I moved to London 20 years ago. The first days and weeks were hard. I was homesick big time; I was missing the feeling and the security, which familiar environment offers. I had never been so far or for so long away from my family than that one summer in 1998.
I was 19 back then, and like any 19-year-old young adult I longed for the independence, change and freedom, which I knew I could never find in Poland, and London was oozing with those.
I was planning to be in London for a short time, preferably just for the summer holidays. The summer holidays turned into a year; a year turned into two, three, twenty. Soon enough London became home. Every time I was away for too long, I felt uneasy, and I missed London and my life and lifestyle here.
At one point in my life, I decided that I was tired of the constant noise of London and I tried to go back to Poland.

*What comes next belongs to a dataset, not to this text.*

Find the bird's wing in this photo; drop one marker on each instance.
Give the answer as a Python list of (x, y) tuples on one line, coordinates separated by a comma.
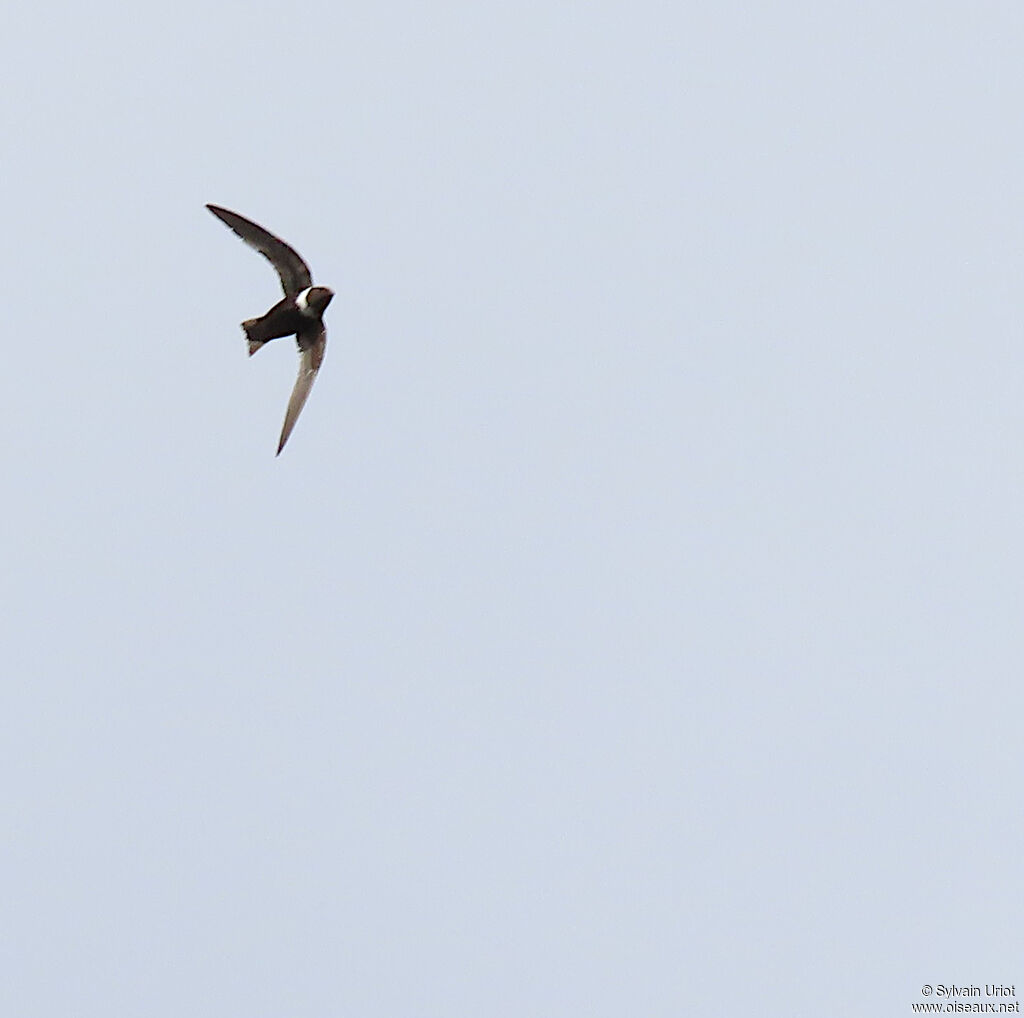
[(311, 346), (293, 270)]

But soon enough I realised it wasn’t going to work for me. The freedom, choices, opportunities, and possibilities London offered was not something that could have been reproduced easily by another city.

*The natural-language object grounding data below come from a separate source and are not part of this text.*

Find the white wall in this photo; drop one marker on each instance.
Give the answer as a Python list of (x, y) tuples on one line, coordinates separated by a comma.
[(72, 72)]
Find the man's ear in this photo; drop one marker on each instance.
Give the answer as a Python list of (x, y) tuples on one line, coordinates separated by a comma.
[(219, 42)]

I always felt that London had this something, something intangible that I still cannot really define. Something that sucks people into its craziness and outrageous lifestyle. This something that holds one a hostage in London and makes imagining life outside of the capital nearly impossible.
Of course, everyone in London complains about the traffic, the transport, the pollution, and how unaffordable life is becoming; and it is all true. It is always a love-hate relationship between the Londoners and the city. London is a such a mixture of everything that is good and bad in our culture.

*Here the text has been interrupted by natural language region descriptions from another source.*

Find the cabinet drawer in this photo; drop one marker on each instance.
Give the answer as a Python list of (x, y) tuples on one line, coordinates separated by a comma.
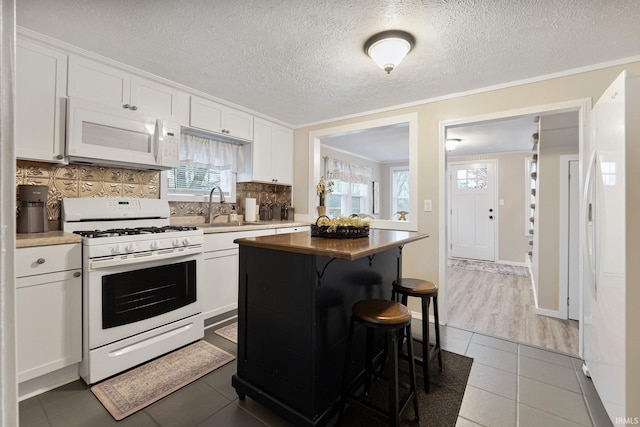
[(299, 229), (48, 259), (220, 241)]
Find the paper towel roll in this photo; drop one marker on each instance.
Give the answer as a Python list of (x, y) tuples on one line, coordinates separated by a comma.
[(250, 209)]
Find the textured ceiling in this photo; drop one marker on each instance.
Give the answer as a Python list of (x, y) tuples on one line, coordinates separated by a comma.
[(302, 61)]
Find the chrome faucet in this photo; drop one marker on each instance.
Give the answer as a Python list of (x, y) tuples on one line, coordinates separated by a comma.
[(213, 215)]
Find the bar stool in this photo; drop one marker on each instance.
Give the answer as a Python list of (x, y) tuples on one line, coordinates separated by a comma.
[(425, 290), (392, 317)]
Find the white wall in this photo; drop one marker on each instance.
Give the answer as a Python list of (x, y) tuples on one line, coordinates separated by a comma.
[(424, 258)]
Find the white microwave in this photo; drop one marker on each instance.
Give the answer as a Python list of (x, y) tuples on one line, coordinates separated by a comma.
[(105, 135)]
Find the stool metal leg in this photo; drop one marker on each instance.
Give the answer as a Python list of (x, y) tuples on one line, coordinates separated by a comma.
[(394, 392), (425, 342), (437, 326), (412, 373), (368, 361), (345, 377)]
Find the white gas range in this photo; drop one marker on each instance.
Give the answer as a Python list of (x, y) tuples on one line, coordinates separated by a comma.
[(140, 279)]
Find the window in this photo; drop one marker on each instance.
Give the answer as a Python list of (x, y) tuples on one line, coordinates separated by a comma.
[(194, 180), (347, 198), (472, 178), (204, 162), (399, 190)]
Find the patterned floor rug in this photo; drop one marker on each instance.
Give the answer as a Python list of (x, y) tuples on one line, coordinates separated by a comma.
[(139, 387), (229, 332), (489, 267)]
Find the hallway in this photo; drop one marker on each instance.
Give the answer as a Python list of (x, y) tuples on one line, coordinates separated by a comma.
[(502, 305)]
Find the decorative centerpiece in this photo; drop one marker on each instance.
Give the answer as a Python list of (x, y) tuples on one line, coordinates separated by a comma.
[(340, 228), (323, 189)]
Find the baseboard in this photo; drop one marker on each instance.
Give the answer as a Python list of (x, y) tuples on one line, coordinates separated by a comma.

Now and then I meet people who tried to leave and start all over again in another place, but just like I, they too found it impossible to settle down. I guess the fear of missing out, not living in the centre of the centre is what makes leaving London behind incredibly hard. Or maybe it is merely the freedom and refuge London seemed to offer to those who wanted and needed.
London keeps a tight invisible grip over people who come to work and study and doesn’t easily let go if the person isn’t determined enough to leave the London years behind. Something many EU citizens have been thinking and pondering over in the recent months. London, just like the rest of the UK, will change after Brexit. How Brexit will transform the city is to be seen, but the racist outbursts against the EU nationals don’t bide well for a bright, open-minded future for what used to be one of the best cities in the world.
What I know for sure is that my love-hate relationship with this city will be ongoing regardless of where I take my EU passport and talents to. Currently, I am working hard on imagining my life somewhere else; in a different city and a different country, and I genuinely hope my visualisation will work like a charm.